Summary of discussion on southasia-coins eGroup.
Included an older discussion from NUMISM-L
From: John Sanford
Date: 1998 30 Jan 22:56:45 -0800
I have a few coins that I will be cleaning soon.
As an experiment I tried a couple different methods suggested to me.
1: Ultrasound. It did an excellent job at cleaning the
coin. The crud just fell off but I feel it took a little more off that
I would have liked. The coin came out with shiny spots.
Maybe I kept it in too long I don't know.
2: I placed a coin in olive oil. It has soaked in it for over a month
and not much is coming off (or it is really slow). This stuff is so
hard it looks like it is encased in rock.
Is there a way to speed this process up or do I just have to wait?
From: Tom Kirby
Date: 1998 30 Jan 1998 12:29:00 -0500
I think that ultrasound was discussed here recently, and it was not
recommended, because of the brittleness the metal has acquired over
Olive oil is slow, but pretty safe.
What you may be experiencing is a very thick patina
From: Sue Hazlett
Date: 1998 30 Jan 13:57:30 PST
My son got a bag of roman coins for his birthday that were all
uncleaned. Many of them were really incrusted. He soaked them in olive
oil for 3 months. The lightly encrusted ones cleaned up fairly well.

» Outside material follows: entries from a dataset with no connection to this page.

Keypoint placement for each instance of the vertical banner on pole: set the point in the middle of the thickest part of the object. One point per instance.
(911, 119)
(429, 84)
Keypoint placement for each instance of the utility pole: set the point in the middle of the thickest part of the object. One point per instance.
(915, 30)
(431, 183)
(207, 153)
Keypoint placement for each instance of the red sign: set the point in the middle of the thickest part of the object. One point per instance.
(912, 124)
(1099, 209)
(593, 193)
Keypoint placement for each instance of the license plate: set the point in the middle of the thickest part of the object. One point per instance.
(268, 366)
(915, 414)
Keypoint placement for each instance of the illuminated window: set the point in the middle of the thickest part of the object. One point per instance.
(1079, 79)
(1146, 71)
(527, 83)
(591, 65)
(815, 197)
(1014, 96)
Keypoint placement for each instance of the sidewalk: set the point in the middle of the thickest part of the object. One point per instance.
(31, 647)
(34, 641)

We tried naval jelly and this cleaned up some other more incrusted
coins. I finally tried a very soft bristled metal wire brush that I use
on skis to polish off the hot wax. It worked great on the coins that we
were ready to throw away as unsalvageable. I dip the coin in olive oil
and then brush lightly, dip again and wipe on a paper towel. I have
been surprised to come up with about half of the coins cleaning up to a
point where they can be attributed. Some are even in F-VF.
However, I have found that in some, but not all cases, the coins come
out very bright. If a coin already has a patina, the brush will not rub
it off. Some coins, especially the later ones, don't seem to have any
patina, though. It is possible that if they were "new" when buried
(sort of like a brand new penny) that they would simply become incrusted
and not acquire a patina? Is there any way to tone down the brightness.
My son actually doesn't care. He really likes the ones that come out
looking like they had been minted a few days ago.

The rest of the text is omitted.